À côté de la médaille, une femme est couchée sur le ventre, à même le plancher de bois de cette salle à manger, qu’ils appellent la chambre. Son chignon est défait et quelques mèches de cheveux gris couvrent une partie de son visage. Elle est habillée d’une longue robe noire et d’un tablier. Sa robe est relevée sur ses jambes et dévoile ses bas, de grosses chaussettes de coton gris, retenues sous le genou par un large élastique noir. Ses petits pieds sont chaussés de pantoufles grises, elles aussi bien fourrées, pour préserver ses pieds du froid. À son cou, un petit foulard à l’air serré. Vraiment trop serré.

La chambre est meublée d’un divan, d’un buffet, de huit chaises et d’une table de ferme, assez grande pour accueillir quelques invités. Il y a, là aussi, un berceau.

Quelques photos de famille trônent sur le buffet. Cinq photos de mariage posées sur des napperons blancs. L’une d’entre elles est plus jaunie que les autres et en y regardant de plus près, on peut encore y reconnaître l’homme et la femme. Les autres photos doivent être celles du mariage de leurs enfants. Ils ont tous l’air heureux. De cet air béat qu’on reconnaît souvent sur les clichés qui immortalisent ce bonheur que l’on croit, à cet instant précis, indestructible, résistant à toute épreuve et éternel. Ces couples-ci ne font pas exception.

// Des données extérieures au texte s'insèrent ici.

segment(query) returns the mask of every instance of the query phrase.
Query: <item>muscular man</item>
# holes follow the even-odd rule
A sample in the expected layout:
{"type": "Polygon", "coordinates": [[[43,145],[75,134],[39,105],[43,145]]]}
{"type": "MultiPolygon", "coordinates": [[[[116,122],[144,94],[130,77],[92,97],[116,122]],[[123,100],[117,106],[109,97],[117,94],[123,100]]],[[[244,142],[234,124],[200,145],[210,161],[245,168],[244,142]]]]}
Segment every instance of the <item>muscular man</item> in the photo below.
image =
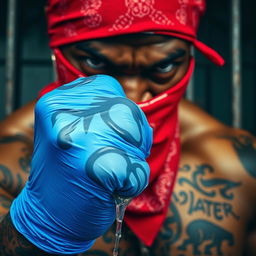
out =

La chambre, c’est la belle pièce, celle où l’on reçoit les visiteurs. Ce soir, sur la table il y a un plat de chou rouge coupé en salade, trois tasses et un bol contenant un reste de soupe aux vermicelles et dont le fond a séché. À côté de la vaisselle posée sur la table, quelques papiers attestant de la vente d’épicéas et une reconnaissance de dette d’un client. Les papiers sont signés d’un certain André Dumont.

La chambre, c’est aussi la place où l’on se réfugie en hiver à cause du froid, parce qu’elle est plus facile à chauffer. Un jour, le feu ouvert a été remplacé par un poêle. Le crépitement du feu ne se fait plus entendre depuis longtemps, mais la chaleur du poêle a l’avantage d’être plus facile à gérer. Au-dessus de la cheminée, un crucifix, un chandelier en bois, une horloge surmontée d’une sculpture d’ange et un réveil. Arrêté sur 9 h 25. Ou serait-ce 21 h 25 ?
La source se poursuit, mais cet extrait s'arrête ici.